Autres obligations financières à prévoir
Les tant que travailleurs légaux sont également tenus de contribuer au système de Sécurité Sociale thaïlandais.
- Taux de Contribution : 5% du salaire mensuel. (Retenue à la source gérée par l’employeur.)
- Plafond : La déduction est plafonnée à 750 bahts par mois.
TVA et Impôts Spécifiques aux Entreprises
Pour ceux qui gèrent leur propre entreprise en Thaïlande, des obligations supplémentaires s’ajoutent :
- TVA : Inscription obligatoire si le chiffre d’affaires annuel dépasse 1,8 million de bahts.
- Taxes Spécifiques : Certains secteurs, comme la finance ou la location de biens immobiliers, sont assujettis à des taxes professionnelles spécifiques.
Déclaration Fiscale Annuelle
Chaque année, le rituel de la déclaration fiscale est un rendez-vous à ne pas manquer. La date butoir est fixée au 31 mars de l’année suivant l’exercice fiscal. Par exemple, pour les revenus de l’année 2025, il faut faire la déclaration avant le 31 mars 2026.
- Formulaire PND 90 : Pour les personnes ayant des sources de revenus complexes ou diverses.

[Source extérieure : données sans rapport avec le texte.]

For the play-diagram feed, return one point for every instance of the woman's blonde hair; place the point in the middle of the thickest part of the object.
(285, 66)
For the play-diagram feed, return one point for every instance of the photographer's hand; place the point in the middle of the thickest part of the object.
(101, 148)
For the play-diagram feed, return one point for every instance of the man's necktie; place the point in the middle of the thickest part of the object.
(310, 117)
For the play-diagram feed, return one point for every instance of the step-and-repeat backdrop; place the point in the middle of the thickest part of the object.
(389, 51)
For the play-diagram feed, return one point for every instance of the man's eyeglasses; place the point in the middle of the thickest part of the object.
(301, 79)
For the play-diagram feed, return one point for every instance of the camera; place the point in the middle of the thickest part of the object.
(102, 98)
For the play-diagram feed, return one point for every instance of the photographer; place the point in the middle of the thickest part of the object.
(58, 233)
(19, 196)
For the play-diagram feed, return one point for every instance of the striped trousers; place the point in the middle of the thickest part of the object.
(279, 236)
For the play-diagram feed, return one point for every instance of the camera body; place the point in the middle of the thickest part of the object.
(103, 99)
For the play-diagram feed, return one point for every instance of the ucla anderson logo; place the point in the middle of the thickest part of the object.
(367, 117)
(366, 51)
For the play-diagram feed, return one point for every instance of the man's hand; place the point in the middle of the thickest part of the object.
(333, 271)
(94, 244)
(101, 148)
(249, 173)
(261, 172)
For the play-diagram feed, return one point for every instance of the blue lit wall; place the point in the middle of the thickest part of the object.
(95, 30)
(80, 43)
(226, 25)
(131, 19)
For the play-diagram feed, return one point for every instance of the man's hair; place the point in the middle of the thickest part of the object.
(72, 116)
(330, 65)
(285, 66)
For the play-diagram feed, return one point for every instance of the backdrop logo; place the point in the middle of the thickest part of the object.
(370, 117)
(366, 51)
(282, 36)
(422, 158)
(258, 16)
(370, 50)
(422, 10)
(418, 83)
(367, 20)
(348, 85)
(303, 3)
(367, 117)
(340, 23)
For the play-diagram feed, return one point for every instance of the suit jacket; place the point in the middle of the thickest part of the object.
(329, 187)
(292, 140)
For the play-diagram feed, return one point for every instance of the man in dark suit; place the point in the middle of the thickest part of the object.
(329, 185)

- Formulaire PND 91 : Généralement pour les employés salariés avec des sources de revenus plus simples.
Soumettre ces formulaires à temps est essentiel. Le retard, ou pire, la non-conformité, peut entraîner des amendes substantielles, voire des peines d’emprisonnement.
Une planification fiscale plus complexe
Avec ces nouvelles règles, il devient crucial pour tout travailleur étranger de planifier sa fiscalité. Les doubles impositions sont possibles, notamment pour ceux originaires de pays n’ayant pas signé de convention fiscale avec la Thaïlande.
Une mauvaise déclaration ou un oubli pourrait entraîner des amendes importantes et, dans certains cas, la révocation du visa de travail.
Une réforme dans un contexte de modernisation fiscale
La réforme s’inscrit dans un effort global de digitalisation de l’administration fiscale en Thaïlande.
D’ici 2026, toutes les déclarations d’impôts seront dématérialisées, et les vérifications automatisées permettront de croiser les données issues des banques et des plateformes de transfert d’argent.
À court terme, le durcissement fiscal pourrait freiner l’installation de certains télétravailleurs étrangers.
Mais à moyen terme, cette réforme vise à renforcer la crédibilité du système fiscal thaïlandais et à rassurer les investisseurs internationaux.
Une meilleure transparence et une application équitable de la loi devraient contribuer à l’image d’un pays plus stable et conforme aux normes internationales.